Weil keine Einigung zustande kam, beantragte das Unternehmen beim Personalrat die Zustimmung zur Herabstufung Nitezkis – was dieser ablehnte. In der nächsten Instanz landete die Sache vor der Einigungsstelle – die ablehnte. Das Unternehmen sprach nun keine Kündigung aus, sondern stellte Nitezki von der Arbeit frei, zahlte den Lohn nicht mehr und meldete sie von der Sozialversicherung ab.

„Nicht unüblich“

„Die Bäderbetriebe können die Kollegin nicht für eine Leistung entlohnen, die sie nicht erbringen kann“, erläutert Oloew.

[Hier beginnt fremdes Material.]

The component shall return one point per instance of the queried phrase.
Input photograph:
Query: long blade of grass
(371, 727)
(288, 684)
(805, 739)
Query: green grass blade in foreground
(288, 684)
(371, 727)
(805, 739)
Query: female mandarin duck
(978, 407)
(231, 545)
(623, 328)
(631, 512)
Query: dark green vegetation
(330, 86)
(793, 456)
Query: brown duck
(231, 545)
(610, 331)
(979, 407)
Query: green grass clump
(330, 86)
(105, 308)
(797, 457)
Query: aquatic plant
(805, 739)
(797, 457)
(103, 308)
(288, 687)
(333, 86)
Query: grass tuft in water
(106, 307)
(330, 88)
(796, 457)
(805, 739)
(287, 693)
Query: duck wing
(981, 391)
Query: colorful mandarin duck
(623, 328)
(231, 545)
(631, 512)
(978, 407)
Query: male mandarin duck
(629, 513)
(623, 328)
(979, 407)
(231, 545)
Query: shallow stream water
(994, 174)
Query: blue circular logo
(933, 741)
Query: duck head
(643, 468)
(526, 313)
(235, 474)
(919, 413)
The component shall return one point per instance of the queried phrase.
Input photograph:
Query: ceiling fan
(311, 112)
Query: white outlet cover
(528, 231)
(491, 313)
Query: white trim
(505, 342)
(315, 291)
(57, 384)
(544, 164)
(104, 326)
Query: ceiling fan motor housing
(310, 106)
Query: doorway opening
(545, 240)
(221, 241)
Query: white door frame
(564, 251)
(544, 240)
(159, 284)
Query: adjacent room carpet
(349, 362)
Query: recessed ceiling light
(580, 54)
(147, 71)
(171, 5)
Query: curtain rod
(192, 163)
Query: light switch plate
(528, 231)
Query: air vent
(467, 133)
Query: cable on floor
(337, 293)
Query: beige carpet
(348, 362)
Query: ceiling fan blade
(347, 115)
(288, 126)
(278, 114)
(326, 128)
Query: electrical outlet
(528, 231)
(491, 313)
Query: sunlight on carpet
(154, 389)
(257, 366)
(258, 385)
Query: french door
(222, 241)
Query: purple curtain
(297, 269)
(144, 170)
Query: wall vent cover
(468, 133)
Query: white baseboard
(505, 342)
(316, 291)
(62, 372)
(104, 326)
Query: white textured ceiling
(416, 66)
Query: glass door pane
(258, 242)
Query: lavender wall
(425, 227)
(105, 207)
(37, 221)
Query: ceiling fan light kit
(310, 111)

Für den schlechter bezahlten Kassiererjob habe man dagegen „angeboten, der Kollegin eine Jobgarantie bis zu ihrer Rente zu geben, damit sie abgesichert und sozialversichert ist“.

Eine Einstellung der Lohnzahlung ohne Kündigung „ist in öffentlichen Unternehmen nicht völlig unüblich“, sagt Werner Roepke, Fachbereichsleiter im Ver.di-Landesverband. Auch bei Erzieherinnen in den Kita-Eigenbetrieben gebe es solche Einzelfälle. „Dann stehen die Kollegen vor der Situation, dass sie weder Lohn bekommen noch arbeitslos sind, noch sind sie in Rente.“ Arbeitslosengeld I gibt es nicht, weil die Mitarbeiter formal in einem ungekündigten Job sind. Sozialhilfe gibt es nur bei Bedürftigkeit, wenn die finanziellen Rücklagen aufgebraucht sind.

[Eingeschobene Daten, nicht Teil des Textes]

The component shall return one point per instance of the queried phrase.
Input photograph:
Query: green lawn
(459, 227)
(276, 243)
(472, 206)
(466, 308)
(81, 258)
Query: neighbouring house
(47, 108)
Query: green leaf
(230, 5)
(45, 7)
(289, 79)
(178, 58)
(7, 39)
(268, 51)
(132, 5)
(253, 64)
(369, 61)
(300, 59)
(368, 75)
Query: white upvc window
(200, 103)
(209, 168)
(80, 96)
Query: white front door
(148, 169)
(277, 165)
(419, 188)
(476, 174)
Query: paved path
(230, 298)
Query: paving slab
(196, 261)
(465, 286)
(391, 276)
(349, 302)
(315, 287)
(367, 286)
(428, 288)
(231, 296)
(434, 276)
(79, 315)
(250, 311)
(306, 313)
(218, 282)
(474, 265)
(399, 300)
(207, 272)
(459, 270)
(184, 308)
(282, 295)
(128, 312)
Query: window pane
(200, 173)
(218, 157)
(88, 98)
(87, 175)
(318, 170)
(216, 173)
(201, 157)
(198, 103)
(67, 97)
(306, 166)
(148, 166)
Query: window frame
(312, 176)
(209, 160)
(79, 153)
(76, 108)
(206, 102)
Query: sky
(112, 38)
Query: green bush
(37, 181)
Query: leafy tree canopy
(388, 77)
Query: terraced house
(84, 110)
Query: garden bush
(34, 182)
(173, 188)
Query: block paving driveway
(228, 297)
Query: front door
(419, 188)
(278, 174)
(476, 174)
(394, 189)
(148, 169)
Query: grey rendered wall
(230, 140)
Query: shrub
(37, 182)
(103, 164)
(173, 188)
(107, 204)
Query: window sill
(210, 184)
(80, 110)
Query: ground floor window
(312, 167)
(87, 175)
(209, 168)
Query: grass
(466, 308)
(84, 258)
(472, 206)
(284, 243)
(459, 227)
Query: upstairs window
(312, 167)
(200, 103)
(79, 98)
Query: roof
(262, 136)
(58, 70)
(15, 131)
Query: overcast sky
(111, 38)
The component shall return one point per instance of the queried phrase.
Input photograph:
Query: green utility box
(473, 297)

Roepke erläutert, warum Unternehmen so vorgehen: Wenn sie kündigen, landet der Fall vor Gericht, und dort kommt meist eine Abfindung raus. „Wenn man nicht kündigt, spart man sich die Abfindung“, sagt Roepke – die Nichtzahlung des Lohns erhöht den Druck auf den Arbeitnehmer, einem Vergleich zuzustimmen, der für das Unternehmen billiger ist. Roepke findet ein solches Vorgehen „katastrophal“ und mit der Verantwortung öffentlicher Arbeitgeber unvereinbar. Die Bäderbetriebe wollen nun immerhin im Fall Nitezki doch noch von der bisherigen Linie abrücken: Man bereite nun eine Änderungskündigung vor, so Sprecher Oloew.

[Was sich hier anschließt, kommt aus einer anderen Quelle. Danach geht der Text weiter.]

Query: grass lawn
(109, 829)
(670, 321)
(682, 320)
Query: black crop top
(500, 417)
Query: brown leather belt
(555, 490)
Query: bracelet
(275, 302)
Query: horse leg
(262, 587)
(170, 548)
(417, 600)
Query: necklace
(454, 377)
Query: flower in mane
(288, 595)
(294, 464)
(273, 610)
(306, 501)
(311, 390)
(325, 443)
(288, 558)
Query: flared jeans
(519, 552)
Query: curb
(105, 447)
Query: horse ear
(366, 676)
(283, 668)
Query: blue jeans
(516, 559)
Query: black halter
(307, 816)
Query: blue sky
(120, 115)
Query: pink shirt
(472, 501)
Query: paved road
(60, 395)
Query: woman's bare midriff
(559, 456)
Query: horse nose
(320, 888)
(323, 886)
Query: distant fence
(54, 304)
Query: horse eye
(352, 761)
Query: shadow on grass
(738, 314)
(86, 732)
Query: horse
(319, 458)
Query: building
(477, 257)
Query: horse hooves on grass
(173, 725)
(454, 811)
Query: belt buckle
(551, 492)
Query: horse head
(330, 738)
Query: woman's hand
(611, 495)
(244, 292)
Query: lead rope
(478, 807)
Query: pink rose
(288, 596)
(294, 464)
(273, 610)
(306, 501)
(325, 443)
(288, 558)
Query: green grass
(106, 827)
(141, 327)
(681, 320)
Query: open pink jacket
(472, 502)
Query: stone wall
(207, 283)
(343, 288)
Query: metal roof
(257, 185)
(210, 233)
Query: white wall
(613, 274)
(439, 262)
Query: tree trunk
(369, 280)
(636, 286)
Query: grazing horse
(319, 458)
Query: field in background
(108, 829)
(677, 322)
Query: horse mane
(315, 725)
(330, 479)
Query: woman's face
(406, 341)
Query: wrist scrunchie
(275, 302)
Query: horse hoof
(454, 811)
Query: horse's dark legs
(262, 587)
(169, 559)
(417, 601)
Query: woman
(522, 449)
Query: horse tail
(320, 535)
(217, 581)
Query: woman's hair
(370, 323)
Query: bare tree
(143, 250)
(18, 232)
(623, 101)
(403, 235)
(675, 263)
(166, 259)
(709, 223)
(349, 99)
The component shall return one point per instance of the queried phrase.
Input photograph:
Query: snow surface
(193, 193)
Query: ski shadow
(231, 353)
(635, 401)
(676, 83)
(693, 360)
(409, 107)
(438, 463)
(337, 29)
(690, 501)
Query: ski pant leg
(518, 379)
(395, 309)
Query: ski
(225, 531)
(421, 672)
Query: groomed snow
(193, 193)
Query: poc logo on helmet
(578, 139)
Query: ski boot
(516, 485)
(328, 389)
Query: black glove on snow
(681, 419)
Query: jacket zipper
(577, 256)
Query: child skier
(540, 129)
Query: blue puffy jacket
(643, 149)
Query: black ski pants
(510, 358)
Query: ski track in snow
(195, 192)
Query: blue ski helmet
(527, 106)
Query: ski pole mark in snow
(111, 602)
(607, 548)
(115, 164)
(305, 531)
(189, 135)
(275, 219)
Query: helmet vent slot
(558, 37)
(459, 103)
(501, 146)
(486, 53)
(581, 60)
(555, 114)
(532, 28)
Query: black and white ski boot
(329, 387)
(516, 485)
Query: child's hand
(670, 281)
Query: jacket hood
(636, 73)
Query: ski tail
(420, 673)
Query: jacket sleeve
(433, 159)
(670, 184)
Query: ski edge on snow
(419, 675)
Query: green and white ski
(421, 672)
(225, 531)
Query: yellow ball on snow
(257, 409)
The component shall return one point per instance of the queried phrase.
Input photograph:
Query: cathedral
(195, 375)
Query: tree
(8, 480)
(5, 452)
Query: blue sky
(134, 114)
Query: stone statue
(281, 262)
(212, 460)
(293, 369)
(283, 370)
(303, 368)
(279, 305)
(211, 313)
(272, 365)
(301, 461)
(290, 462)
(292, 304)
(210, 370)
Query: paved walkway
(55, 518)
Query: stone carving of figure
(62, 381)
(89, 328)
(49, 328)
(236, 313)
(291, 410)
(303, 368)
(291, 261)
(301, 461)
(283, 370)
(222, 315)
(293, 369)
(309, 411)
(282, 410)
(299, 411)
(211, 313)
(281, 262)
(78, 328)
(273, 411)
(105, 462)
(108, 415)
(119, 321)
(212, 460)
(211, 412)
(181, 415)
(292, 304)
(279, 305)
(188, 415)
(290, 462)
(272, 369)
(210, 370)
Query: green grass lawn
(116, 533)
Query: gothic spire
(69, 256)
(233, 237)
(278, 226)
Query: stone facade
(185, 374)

Den Betriebsfrieden sieht Roepke allerdings bereits durch den neuen Unternehmenschef Ole Bested Hensing gestört. „Zuerst war die Stimmung gut, denn er brachte einen lockeren Umgang rein. Nach drei Monaten schlug das dann ins Gegenteil um, und es herrscht ein Klima, das ein gedeihliches Zusammenarbeiten überhaupt nicht mehr zulässt.“ Die nächsten Monate werden jedenfalls „spannend“, sagt Roepke. Bei Sommerwetter seien die Öffnungszeiten nur aufrechtzuerhalten, „wenn die Kollegen eine erhebliche Anzahl an Überstunden leisten, und dazu sind sie gerade nicht bereit“.